Mister Chewn war sehr erstaunt, daß ihm eine so nette Kajüte vorgesetzt wurde, noch mehr aber darüber, daß er darin der erste war. »Only me?«, fragte er recht unglücklich. Wir versprachen ihm, möglichst bald für Gesellschaft zu sorgen. Bootsmann Dreyer freute sich am meisten, Feinde an Bord zu haben; endlich waren Arbeitshände genug da, um das Zwischendeck und die große Mannschaftsküche einzurichten.

Leider ein Neutraler!

Wir vermuteten in einer »guten« Gegend zu sein und steuerten weiter auf Madeira zu. Am nächsten Mittag wurde ein Dampfer gesichtet, der quer zu unserem Kurse fuhr. Auf unsere Signale reagiert er nicht. Der Motor wird klar gemacht, die Schraube eingekuppelt. Wir fahren auf den Dampfer zu, bis unsere Kurse sich beinahe kreuzen. Ausweichen konnten wir nicht mehr, nur das Schiff durchdrehen und im Winde schießen lassen. Wir werden dazu gezwungen, da der Dampfer seinerseits nichts veranlaßte, um einen Zusammenstoß zu vermeiden, obwohl nach dem Straßenrecht auf See ein Dampfer jedem Segelschiff ausweichen muß. Wir erkennen in ihm einen Engländer; er passiert dicht bei 300 Meter Entfernung. Alle Segel werden aufgegeit, Kriegsflagge geheißt und sofort geschossen. Er geht mit äußerster Kraft weiter. Wieder ein Schuß. Er dreht sein Schiff in den Wind, weil er ganz richtig glaubt, ein Segelschiff kann gegen den Wind nicht folgen. Wir fangen an rücksichtslos zu schießen, um zu treffen, sehen auch wiederholt Einschläge am Schiff, bis endlich ein Treffer an Deck einschlägt. Man sieht die Menschen an Bord hin- und herlaufen, hört die Dampfpfeife heulen. Die Schraube stoppt. Wir fahren näher, und weil der Kapitän das Leben seiner Mannschaft so kalt gefährdet hatte, setzten wir kein Boot aus, sondern ließen sie zur Strafe selbst herüberkommen.

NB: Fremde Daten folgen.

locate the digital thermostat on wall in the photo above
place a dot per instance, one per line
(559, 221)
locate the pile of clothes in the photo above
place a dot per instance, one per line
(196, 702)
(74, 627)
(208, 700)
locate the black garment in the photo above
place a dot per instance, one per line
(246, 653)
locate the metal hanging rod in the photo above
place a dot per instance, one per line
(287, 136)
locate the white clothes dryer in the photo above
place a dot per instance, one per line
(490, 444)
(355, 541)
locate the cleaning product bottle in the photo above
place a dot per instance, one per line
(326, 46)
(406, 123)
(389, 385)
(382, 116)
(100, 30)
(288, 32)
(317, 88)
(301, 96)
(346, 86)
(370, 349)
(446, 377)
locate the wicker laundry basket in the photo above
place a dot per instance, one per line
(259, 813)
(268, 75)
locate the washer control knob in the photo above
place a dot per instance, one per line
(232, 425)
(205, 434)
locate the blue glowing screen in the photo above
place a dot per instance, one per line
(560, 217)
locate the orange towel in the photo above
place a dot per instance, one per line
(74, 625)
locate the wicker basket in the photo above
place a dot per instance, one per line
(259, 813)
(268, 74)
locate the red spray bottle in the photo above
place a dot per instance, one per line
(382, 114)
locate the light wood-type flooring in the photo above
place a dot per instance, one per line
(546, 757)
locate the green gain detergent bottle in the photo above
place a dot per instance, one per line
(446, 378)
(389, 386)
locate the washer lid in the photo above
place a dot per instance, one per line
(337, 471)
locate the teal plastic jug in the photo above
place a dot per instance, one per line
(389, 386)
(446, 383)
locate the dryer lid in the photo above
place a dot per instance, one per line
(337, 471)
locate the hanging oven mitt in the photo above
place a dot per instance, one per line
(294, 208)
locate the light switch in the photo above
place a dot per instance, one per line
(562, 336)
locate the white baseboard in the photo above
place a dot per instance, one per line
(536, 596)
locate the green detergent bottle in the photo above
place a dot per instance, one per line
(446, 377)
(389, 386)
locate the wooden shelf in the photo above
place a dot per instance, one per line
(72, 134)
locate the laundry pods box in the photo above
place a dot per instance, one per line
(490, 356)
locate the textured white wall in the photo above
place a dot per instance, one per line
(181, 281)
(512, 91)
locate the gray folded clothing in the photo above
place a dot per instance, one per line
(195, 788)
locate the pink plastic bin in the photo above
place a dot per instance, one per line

Es war die »Lundy Island«, ein schöner großer Dampfer, offenkundig auf der Heimreise, denn die Deckmalerei war schon überall fertig.

Die Ruderkette des Dampfers war von der Granate getroffen, er gehorchte dem Steuer nicht mehr. Schon nach dem ersten Schuß war der schneidige Kapitän gezwungen gewesen, selbst ans Ruder zu gehen, weil alles davonlief. Nachdem dann alle seine Leute planlos ihre Boote zu Wasser gelassen hatten, war er allein an Bord zurückgeblieben und lief mit seiner Handtasche auf der Brücke hin und her.

Die feindliche Mannschaft ruderte so schlecht, daß wir Erbarmen fühlten und schließlich ein eigenes Boot aussetzten.

Im letzten Boot kommt der Kapitän an, ich lasse ihn nach Achterdeck bitten und halte ihm seinen Leichtsinn vor. Weshalb er sich nur so benommen hätte?

In diesem Augenblick kommt unser Schiffsarzt, Dr. Pietsch, der schon auf »Möwe« eine Kaperfahrt mitgemacht hatte.